La Zona Economica Speciale Jonica ritorna al centro del dibattito tra analisti, imprenditori, esperti di logistica e di blue economy. L’occasione si è avuta grazie ad un importante dibattito online organizzato da Gianni Liviano. La prima ad intervenire è la dottoressa Valentina Di Milla, CEO della società RALIAN Research & Consultancy e chief executive officer di FEMOZA, la federazione mondiale delle Zone Economiche Speciali, che ha esposto alcune questioni fondamentali da tenere bene a mente. La prima: le infrastrutture “soft” vanno implementate prima della “hard”. Nel primo gruppo includiamo tutto ciò che non si può toccare. La digitalizzazione, dunque, ma soprattutto il quadro normativo di riferimento. Nel secondo gruppo rientrano i collegamenti stradali, ferroviari, gli edifici.

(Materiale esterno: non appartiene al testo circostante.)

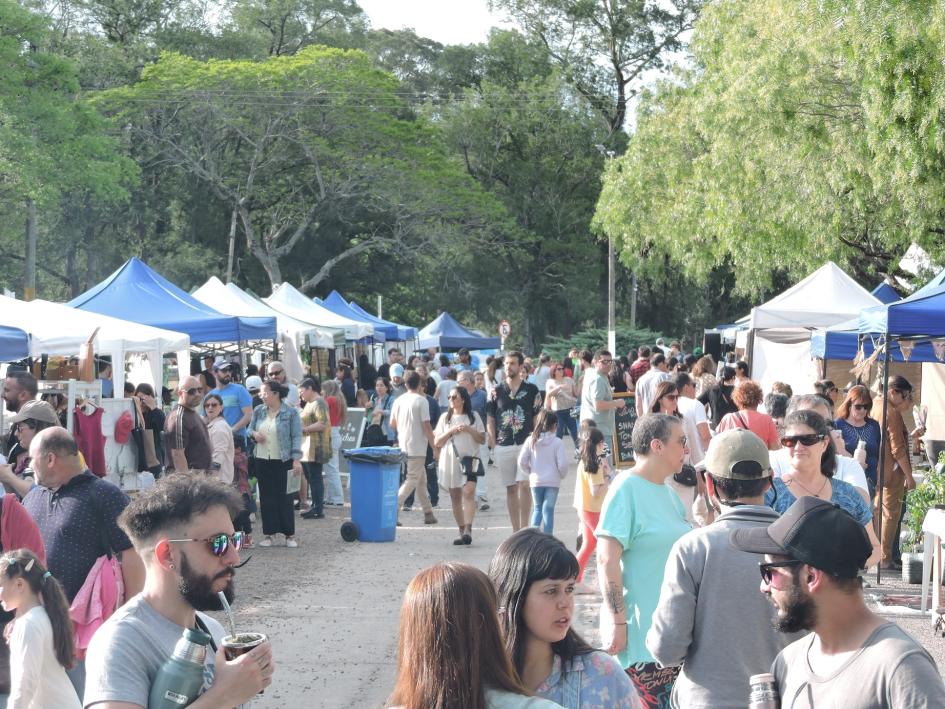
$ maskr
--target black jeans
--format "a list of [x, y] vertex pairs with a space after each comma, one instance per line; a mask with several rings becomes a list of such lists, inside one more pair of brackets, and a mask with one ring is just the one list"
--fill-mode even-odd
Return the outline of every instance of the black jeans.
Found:
[[312, 492], [312, 510], [320, 515], [325, 510], [325, 477], [322, 475], [322, 463], [302, 463], [305, 479]]
[[[425, 467], [427, 469], [427, 494], [430, 495], [430, 504], [436, 507], [440, 502], [440, 478], [436, 472], [436, 460], [433, 458], [433, 449], [427, 446], [427, 460]], [[400, 481], [404, 481], [404, 474], [401, 471]], [[404, 500], [404, 507], [413, 507], [413, 493]]]
[[259, 482], [259, 506], [263, 518], [263, 534], [295, 534], [295, 511], [292, 495], [287, 495], [288, 472], [291, 460], [255, 460], [256, 480]]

Dunque, secondo Di Milla, non c’è attrattività che tenga senza una normativa chiara e una burocrazia snella. «Con norme troppo complesse si neutralizzano i vantaggi della ZES».

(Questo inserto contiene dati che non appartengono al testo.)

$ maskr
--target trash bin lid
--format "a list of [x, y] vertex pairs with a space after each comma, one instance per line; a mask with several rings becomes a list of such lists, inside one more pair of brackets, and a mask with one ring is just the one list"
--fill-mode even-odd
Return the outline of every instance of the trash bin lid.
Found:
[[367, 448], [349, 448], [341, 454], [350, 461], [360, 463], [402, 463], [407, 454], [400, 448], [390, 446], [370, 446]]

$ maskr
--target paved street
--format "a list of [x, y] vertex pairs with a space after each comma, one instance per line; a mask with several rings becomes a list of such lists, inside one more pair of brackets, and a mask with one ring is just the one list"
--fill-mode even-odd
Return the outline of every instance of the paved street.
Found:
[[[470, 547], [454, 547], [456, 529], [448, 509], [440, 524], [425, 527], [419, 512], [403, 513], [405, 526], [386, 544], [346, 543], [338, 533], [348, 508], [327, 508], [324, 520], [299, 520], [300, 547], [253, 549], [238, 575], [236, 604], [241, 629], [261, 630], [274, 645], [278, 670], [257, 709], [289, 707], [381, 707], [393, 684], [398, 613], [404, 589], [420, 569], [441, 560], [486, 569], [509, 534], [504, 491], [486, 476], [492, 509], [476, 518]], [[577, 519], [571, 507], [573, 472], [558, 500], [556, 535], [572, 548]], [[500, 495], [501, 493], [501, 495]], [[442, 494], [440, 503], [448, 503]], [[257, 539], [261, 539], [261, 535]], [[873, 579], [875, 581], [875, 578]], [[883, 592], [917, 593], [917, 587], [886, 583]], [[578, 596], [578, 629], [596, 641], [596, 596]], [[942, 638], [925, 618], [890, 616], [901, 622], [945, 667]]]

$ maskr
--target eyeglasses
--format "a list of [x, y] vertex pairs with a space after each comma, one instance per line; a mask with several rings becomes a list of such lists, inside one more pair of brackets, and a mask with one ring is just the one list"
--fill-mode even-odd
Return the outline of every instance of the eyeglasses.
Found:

Una volta reso efficiente l’apparato infrastrutturale soft siamo certi che l’efficientamento pesante sarà una naturale conseguenza perché gioverà non solo di risorse pubbliche come quelle di cui stiamo parlando, ma anche della fiducia degli investitori che sceglieranno di delocalizzare all’interno del perimetro della ZES. E anche qui non senza un impegno all’apertura dei cantieri con procedure semplici e veloci e alla loro chiusura in altrettanto rapidi tempistiche. Vedete, il discorso è molto semplice. In una recente riunione effettuata con l’UNCTAD (Conferenza permanete delle nazione unite per il commercio e lo sviluppo) per la formazione di un’alleanza Globale delle più importanti organizzazioni mondiali delle ZES (di cui con FEMOZA siamo fondatori) è emerso che oggi si contano circa 7000 ZES nel mondo tra attive e in implementazione. I soldi sono mobili, camminano, si spostano senza spostarsi realmente. Non è difficile trovare alternative più valide della nostra se i nostri cantieri non chiudono in tempo. Bisogna essere molto realisti e concreti. Soprattutto, i soldi non si interessano al bel mare e non hanno radici a meno che non abbiano come oggetto di investimento un cluster turistico“, ha ribadito Valentina Di Milla, CEO della società Ralian e chief executive officer di FEMOZA, la federazione mondiale delle Zone Economiche Speciali.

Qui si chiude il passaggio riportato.